PJA usually leads to overall expansion of the duodenum or even the giant duodenum; thus, intraoperative duodenectomy, clipping, and duodenal jejunal anastomosis are the major surgical procedures.7 However, it is still difficult to completely remove all the dilated duodenum, as the duodenal papilla should be intact. Moreover, pathological changes in the enteric nervous system and interstitial cells of Cajal in the residual region around the site of the intestinal atresia are the major factors that lead to the dysregulation of intestinal peristalsis and postoperative intestinal motility disorders.8–11 The above factors, combined with the reduced gradient pressure at the anastomotic site, ultimately result in poor passage of intestinal contents or even in the occurrence of NEC.12 In the present study, we observed that the incidence of NEC after JIA repair was not correlated with demographic or pathological features of the patients. We found that PJA was more likely to be concurrent with NEC. These findings suggest that anatomy is a key risk factor affecting the outcome of JIA and that surgeons should pay more attention to the anatomical location when these procedures are performed. Previous studies reported that the presence of micro-organisms in the immature bowel, the presence of food in the bowel, and triggering events that disrupt the integrity of the mucosal barrier are the three main factors for NEC development.13 14 In addition, the surgical procedure for intestinal atresia might be complicated by bacterial translocation, which is considered to be an important risk factor for NEC13 15; thus, additional evidence needs to be obtained to determine the risk factors for NEC occurrence after JIA repair.

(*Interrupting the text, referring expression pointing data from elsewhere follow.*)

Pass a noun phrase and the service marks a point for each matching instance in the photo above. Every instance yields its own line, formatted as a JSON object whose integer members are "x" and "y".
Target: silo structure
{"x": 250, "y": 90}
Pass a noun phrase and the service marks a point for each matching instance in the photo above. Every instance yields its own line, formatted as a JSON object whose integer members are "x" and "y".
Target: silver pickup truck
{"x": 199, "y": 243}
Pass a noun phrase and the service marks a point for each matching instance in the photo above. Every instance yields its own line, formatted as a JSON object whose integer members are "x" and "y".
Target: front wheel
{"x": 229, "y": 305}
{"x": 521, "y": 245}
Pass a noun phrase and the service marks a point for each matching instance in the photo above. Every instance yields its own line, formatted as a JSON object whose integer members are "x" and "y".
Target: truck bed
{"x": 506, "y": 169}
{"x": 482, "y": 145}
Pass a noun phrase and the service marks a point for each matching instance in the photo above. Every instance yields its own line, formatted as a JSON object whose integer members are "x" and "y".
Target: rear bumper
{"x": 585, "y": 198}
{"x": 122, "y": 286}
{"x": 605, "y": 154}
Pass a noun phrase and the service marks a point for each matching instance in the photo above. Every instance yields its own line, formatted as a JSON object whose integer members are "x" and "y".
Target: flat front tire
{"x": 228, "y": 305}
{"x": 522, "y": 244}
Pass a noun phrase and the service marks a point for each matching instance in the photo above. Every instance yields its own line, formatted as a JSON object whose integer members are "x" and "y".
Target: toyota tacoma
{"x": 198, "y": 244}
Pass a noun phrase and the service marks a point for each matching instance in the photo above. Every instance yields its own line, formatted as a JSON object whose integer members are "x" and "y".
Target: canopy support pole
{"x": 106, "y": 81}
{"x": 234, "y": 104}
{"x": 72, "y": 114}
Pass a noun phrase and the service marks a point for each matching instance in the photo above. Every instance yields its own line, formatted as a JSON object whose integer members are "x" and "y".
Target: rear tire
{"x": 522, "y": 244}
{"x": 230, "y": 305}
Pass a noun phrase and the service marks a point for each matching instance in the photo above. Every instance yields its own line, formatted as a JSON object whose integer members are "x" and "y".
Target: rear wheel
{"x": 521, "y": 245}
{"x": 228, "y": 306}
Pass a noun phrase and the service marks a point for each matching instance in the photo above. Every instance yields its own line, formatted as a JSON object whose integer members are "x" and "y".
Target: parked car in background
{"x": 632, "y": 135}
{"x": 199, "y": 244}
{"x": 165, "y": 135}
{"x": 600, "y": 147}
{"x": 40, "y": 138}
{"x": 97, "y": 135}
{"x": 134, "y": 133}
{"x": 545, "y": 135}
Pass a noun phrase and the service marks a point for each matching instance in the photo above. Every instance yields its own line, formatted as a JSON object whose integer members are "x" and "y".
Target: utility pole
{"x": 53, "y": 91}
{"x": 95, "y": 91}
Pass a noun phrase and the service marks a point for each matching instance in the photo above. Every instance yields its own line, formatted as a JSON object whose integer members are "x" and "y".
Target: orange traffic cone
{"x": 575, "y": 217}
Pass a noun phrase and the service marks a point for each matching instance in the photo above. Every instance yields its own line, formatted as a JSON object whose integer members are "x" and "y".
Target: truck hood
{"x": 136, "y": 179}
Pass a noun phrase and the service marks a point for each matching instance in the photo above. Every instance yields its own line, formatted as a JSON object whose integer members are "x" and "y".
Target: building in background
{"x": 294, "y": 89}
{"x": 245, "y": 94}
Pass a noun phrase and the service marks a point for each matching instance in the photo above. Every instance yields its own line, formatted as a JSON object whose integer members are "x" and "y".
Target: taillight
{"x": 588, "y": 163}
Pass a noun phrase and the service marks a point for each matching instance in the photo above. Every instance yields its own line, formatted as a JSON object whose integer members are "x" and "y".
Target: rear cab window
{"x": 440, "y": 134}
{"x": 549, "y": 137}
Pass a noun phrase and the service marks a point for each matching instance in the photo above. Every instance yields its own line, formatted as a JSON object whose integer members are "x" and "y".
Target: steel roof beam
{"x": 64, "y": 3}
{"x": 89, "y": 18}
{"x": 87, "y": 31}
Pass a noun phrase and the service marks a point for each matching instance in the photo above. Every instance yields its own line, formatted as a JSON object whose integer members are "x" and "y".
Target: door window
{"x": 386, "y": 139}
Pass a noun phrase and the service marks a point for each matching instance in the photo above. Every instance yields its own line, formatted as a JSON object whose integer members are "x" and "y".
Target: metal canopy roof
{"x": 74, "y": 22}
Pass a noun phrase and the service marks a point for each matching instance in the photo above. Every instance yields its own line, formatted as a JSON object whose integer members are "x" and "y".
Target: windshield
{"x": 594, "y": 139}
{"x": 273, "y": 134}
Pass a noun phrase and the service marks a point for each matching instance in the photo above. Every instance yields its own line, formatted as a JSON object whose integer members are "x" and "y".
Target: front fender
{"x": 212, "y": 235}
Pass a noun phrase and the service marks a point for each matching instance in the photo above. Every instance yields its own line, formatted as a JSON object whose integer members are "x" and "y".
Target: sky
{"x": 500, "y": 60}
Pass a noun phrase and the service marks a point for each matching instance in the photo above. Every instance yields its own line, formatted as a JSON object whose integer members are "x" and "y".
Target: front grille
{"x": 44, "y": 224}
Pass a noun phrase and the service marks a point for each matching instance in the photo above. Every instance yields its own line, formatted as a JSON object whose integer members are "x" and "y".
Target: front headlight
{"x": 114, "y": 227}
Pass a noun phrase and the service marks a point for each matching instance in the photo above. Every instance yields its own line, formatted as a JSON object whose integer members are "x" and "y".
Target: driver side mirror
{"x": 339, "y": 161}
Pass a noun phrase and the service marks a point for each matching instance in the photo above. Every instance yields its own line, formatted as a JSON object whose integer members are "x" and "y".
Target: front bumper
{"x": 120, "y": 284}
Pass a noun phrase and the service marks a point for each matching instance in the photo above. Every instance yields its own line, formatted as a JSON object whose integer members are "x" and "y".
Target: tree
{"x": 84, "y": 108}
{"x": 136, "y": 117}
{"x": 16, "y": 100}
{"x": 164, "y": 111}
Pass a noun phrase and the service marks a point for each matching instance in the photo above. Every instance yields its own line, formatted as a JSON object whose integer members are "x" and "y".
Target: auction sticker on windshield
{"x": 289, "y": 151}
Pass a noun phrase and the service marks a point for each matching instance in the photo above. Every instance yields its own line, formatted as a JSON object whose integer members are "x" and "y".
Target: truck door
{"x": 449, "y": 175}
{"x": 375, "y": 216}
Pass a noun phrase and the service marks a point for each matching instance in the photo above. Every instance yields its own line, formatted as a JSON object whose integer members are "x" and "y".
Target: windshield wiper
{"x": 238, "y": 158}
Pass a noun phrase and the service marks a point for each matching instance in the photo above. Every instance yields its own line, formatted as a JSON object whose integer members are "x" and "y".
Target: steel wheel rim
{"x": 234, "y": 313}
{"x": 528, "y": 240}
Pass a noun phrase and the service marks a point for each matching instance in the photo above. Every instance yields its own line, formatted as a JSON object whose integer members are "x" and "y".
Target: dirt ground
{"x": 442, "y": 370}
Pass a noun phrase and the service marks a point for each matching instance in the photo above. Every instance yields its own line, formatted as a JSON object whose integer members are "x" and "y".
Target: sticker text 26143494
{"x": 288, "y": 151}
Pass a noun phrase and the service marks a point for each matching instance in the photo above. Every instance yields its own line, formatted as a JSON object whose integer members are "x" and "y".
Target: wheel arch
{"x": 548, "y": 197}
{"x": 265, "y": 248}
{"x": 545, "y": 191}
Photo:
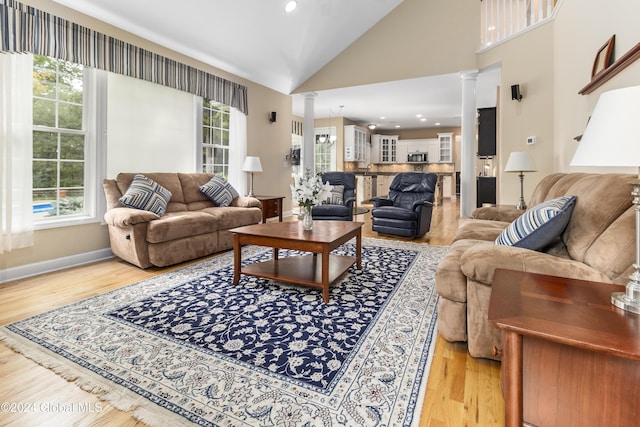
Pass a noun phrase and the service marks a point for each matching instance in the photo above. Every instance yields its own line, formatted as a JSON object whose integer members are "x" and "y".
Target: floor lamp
{"x": 612, "y": 138}
{"x": 520, "y": 161}
{"x": 252, "y": 164}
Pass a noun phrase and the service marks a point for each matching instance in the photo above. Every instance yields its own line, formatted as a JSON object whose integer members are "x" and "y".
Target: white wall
{"x": 151, "y": 128}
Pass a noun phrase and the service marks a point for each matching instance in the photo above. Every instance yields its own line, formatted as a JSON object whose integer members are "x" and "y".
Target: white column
{"x": 307, "y": 160}
{"x": 468, "y": 151}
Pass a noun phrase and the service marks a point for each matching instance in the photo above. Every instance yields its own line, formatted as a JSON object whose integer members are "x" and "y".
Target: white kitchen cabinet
{"x": 356, "y": 144}
{"x": 385, "y": 148}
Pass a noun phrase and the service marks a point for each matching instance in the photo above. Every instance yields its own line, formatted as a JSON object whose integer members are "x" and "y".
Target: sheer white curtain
{"x": 16, "y": 71}
{"x": 237, "y": 150}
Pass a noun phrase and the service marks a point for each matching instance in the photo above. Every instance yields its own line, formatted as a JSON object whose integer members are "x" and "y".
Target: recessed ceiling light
{"x": 290, "y": 6}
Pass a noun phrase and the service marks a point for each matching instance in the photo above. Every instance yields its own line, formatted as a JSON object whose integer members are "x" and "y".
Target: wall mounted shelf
{"x": 623, "y": 62}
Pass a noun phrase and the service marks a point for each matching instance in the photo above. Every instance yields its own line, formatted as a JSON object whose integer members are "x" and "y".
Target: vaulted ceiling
{"x": 259, "y": 41}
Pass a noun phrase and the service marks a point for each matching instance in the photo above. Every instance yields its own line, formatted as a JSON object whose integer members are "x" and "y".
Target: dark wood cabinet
{"x": 486, "y": 132}
{"x": 569, "y": 357}
{"x": 485, "y": 190}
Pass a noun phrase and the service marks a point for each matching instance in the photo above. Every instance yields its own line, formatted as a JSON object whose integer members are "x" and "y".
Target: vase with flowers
{"x": 308, "y": 190}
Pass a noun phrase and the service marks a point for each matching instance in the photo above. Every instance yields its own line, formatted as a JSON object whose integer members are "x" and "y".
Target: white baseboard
{"x": 48, "y": 266}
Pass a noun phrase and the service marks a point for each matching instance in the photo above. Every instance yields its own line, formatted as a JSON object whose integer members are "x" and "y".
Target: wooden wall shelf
{"x": 603, "y": 76}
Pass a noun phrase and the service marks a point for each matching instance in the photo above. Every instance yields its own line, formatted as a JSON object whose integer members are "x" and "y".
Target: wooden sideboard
{"x": 570, "y": 358}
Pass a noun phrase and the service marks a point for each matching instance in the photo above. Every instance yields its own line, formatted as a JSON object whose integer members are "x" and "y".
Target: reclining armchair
{"x": 407, "y": 210}
{"x": 339, "y": 207}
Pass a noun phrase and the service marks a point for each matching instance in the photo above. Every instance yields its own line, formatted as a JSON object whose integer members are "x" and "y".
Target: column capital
{"x": 469, "y": 75}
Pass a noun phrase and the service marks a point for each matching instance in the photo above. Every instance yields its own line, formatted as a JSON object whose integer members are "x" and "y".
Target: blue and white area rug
{"x": 189, "y": 347}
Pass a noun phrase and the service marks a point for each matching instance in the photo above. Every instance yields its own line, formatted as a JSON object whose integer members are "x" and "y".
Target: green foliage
{"x": 67, "y": 206}
{"x": 58, "y": 152}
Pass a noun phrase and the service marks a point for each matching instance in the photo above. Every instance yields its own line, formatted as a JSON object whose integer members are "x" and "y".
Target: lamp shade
{"x": 252, "y": 164}
{"x": 612, "y": 136}
{"x": 519, "y": 161}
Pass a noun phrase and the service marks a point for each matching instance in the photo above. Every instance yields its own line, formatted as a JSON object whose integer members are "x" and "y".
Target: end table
{"x": 570, "y": 358}
{"x": 271, "y": 207}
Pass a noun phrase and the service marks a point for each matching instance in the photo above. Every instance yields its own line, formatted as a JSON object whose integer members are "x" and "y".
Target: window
{"x": 215, "y": 138}
{"x": 325, "y": 149}
{"x": 59, "y": 139}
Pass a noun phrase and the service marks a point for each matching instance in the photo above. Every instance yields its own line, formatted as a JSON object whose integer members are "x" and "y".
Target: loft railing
{"x": 501, "y": 19}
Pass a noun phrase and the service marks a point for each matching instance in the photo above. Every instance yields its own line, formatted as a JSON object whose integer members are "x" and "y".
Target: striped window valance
{"x": 27, "y": 29}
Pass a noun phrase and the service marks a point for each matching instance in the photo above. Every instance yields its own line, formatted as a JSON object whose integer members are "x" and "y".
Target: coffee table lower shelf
{"x": 301, "y": 270}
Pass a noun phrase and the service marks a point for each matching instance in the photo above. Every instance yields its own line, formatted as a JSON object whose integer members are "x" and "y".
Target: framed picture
{"x": 604, "y": 57}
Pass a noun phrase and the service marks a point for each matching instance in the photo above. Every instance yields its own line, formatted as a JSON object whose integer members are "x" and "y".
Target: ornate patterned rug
{"x": 188, "y": 347}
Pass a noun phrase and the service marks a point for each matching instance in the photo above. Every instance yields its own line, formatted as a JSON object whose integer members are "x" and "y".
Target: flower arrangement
{"x": 308, "y": 190}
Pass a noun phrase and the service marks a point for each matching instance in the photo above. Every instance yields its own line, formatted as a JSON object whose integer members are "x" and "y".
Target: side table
{"x": 570, "y": 358}
{"x": 271, "y": 207}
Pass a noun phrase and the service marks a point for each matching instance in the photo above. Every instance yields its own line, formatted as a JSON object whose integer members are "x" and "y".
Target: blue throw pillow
{"x": 219, "y": 191}
{"x": 146, "y": 194}
{"x": 540, "y": 225}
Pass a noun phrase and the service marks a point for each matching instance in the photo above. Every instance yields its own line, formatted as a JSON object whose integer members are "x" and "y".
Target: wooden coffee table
{"x": 318, "y": 270}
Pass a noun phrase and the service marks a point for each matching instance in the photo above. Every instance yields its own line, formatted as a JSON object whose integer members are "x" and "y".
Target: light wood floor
{"x": 462, "y": 391}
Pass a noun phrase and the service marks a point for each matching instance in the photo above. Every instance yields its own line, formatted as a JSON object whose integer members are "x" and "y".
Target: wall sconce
{"x": 515, "y": 93}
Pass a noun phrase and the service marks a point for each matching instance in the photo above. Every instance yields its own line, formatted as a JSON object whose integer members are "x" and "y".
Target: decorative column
{"x": 467, "y": 151}
{"x": 308, "y": 152}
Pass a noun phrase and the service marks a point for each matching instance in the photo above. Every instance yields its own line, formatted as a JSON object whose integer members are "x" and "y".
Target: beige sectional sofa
{"x": 598, "y": 244}
{"x": 192, "y": 227}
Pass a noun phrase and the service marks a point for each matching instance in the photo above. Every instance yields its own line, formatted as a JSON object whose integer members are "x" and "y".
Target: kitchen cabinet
{"x": 384, "y": 148}
{"x": 364, "y": 188}
{"x": 445, "y": 141}
{"x": 485, "y": 190}
{"x": 356, "y": 144}
{"x": 382, "y": 185}
{"x": 447, "y": 186}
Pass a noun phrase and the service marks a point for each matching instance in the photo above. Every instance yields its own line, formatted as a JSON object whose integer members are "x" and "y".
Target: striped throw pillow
{"x": 540, "y": 225}
{"x": 219, "y": 191}
{"x": 146, "y": 194}
{"x": 337, "y": 196}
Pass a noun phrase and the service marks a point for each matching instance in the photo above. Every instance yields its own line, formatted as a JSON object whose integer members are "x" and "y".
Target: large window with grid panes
{"x": 60, "y": 140}
{"x": 215, "y": 138}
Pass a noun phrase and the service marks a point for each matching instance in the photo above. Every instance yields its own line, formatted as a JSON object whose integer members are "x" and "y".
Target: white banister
{"x": 500, "y": 19}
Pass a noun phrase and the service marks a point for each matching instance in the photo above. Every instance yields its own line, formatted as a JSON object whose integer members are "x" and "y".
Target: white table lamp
{"x": 520, "y": 161}
{"x": 252, "y": 164}
{"x": 612, "y": 138}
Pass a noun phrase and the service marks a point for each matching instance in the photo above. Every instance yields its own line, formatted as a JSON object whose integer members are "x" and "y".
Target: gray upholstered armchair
{"x": 340, "y": 205}
{"x": 407, "y": 210}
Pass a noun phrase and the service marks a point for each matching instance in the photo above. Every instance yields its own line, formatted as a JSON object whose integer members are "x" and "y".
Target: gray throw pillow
{"x": 219, "y": 191}
{"x": 146, "y": 194}
{"x": 337, "y": 196}
{"x": 540, "y": 225}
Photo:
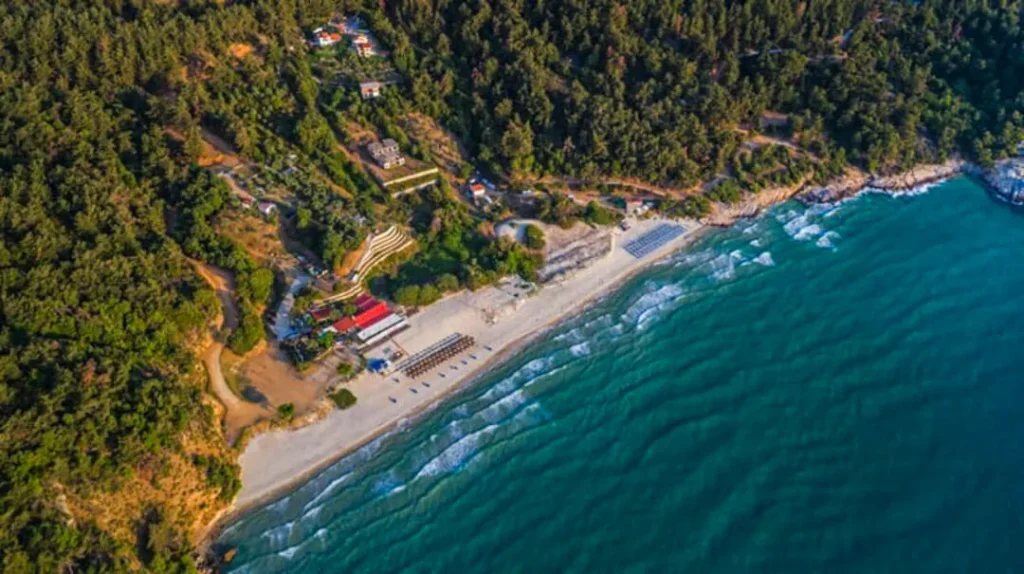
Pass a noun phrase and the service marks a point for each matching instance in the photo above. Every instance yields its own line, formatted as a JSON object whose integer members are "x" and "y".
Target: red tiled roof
{"x": 344, "y": 324}
{"x": 364, "y": 304}
{"x": 372, "y": 315}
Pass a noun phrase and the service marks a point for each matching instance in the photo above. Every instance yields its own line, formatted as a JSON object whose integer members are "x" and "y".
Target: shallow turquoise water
{"x": 820, "y": 390}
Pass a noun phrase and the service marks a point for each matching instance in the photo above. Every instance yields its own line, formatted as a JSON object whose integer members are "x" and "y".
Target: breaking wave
{"x": 765, "y": 259}
{"x": 581, "y": 349}
{"x": 825, "y": 240}
{"x": 456, "y": 454}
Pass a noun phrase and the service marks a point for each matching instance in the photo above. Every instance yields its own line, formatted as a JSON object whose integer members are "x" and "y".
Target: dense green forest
{"x": 100, "y": 208}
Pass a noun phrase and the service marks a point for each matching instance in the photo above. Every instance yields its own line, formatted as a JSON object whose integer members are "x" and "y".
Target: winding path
{"x": 239, "y": 413}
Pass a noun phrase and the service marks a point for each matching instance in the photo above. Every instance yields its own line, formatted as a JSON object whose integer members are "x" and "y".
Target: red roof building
{"x": 364, "y": 302}
{"x": 321, "y": 315}
{"x": 344, "y": 325}
{"x": 372, "y": 315}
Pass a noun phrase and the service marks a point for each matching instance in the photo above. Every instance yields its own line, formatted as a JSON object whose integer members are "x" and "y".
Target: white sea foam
{"x": 765, "y": 259}
{"x": 501, "y": 389}
{"x": 279, "y": 534}
{"x": 543, "y": 376}
{"x": 497, "y": 410}
{"x": 825, "y": 241}
{"x": 572, "y": 336}
{"x": 312, "y": 514}
{"x": 329, "y": 489}
{"x": 653, "y": 300}
{"x": 581, "y": 349}
{"x": 279, "y": 505}
{"x": 790, "y": 215}
{"x": 723, "y": 267}
{"x": 457, "y": 453}
{"x": 649, "y": 305}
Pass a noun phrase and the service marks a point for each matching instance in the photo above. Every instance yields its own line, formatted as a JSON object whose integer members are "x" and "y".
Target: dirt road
{"x": 239, "y": 413}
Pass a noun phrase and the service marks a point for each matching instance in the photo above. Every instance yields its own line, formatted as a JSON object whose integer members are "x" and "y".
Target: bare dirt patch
{"x": 259, "y": 237}
{"x": 444, "y": 146}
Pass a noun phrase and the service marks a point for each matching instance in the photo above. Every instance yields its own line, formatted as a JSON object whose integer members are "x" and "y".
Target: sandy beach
{"x": 495, "y": 317}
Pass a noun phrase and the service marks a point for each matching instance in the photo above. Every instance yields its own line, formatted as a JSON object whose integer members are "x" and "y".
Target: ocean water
{"x": 834, "y": 389}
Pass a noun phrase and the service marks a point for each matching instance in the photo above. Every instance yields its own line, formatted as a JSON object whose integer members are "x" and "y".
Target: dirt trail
{"x": 239, "y": 413}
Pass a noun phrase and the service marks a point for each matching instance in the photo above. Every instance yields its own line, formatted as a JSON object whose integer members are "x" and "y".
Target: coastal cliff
{"x": 1006, "y": 180}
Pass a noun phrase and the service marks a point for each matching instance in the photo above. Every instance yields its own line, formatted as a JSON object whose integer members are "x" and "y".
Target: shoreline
{"x": 841, "y": 189}
{"x": 620, "y": 273}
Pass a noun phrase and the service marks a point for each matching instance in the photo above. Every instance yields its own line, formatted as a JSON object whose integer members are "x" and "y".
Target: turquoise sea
{"x": 828, "y": 389}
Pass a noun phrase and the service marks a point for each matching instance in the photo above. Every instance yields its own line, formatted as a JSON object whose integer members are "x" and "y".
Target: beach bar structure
{"x": 651, "y": 240}
{"x": 433, "y": 356}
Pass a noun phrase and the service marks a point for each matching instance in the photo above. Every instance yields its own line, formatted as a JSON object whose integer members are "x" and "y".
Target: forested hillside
{"x": 100, "y": 206}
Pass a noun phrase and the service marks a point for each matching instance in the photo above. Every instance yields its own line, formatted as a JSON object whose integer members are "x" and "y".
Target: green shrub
{"x": 286, "y": 410}
{"x": 535, "y": 237}
{"x": 343, "y": 398}
{"x": 408, "y": 296}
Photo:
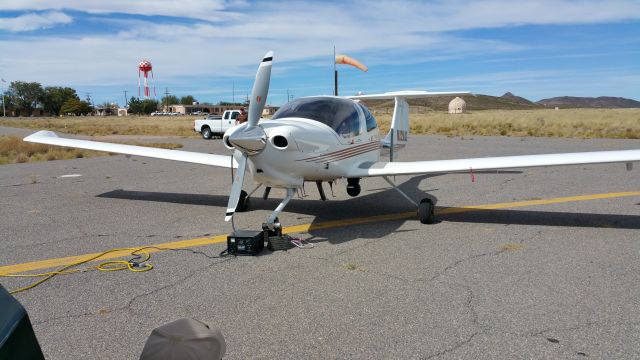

The occurrence of NEC is not only related to susceptibility risk factors, but can also be related to the treatment, including inadequate human breast feeding, transfusion management, and feeding intolerance.5 A lack of enteral feeding can affect intestinal barrier function and reduce epithelial connections, which promote the translocation of bacteria and ultimately lead to intestinal inflammation.16 17 For patients with intestinal atresia, parenteral nutrition is essential for promoting intestinal recovery, and PJA may lead to proximal intestinal dysmotility, which affects the intestinal microenvironment, similar to microbial components. Changes in gut dysmotility and bacteria are correlated with the occurrence of NEC.18 19 Moreover, parenteral nutrition can also change gut microbiota dysbiosis, and long-term parenteral nutrition may predispose patients to Toll-like receptor 4 dependent NEC lesions.20 21 In our study, we found that the duration of parenteral nutrition in patients with PJA was longer than in patients without PJA, and patients with PJA were more likely to experience NEC, which indicate that the longer duration of parenteral nutrition in patients with PJA may be related to the occurrence of NEC in patients after JIA repair. The clinical features of patients with acute food protein-induced enterocolitis syndrome (FPIES) are similar to those with NEC, making differential diagnosis difficult, while the possibility of FPIES should be considered when clinical signs are not commensurate with symptoms of infection poisoning, abdominal signs, or infection indicators.22 In our cases, to avoid lactose intolerance and milk curds, we routinely administered hydrolyzed protein milk, which is a hypoallergenic formula, to avoid the occurrence of FPIES.

After the operation, the intestine needs a period of rest and rejuvenation to function optimally. In our study, the feeding quantity was 9.01±3.51 mL/kg/time when NEC occurred, which accounts for 60% of the total feeding (15 mL/kg/time). For neonates with gastrointestinal dysfunction, how to balance fasting and feeding, and avoid intestinal mucosal damage, intestinal barrier dysfunction, and bacterial translocation, and how to reduce the occurrence of postoperative NEC need to be further investigated.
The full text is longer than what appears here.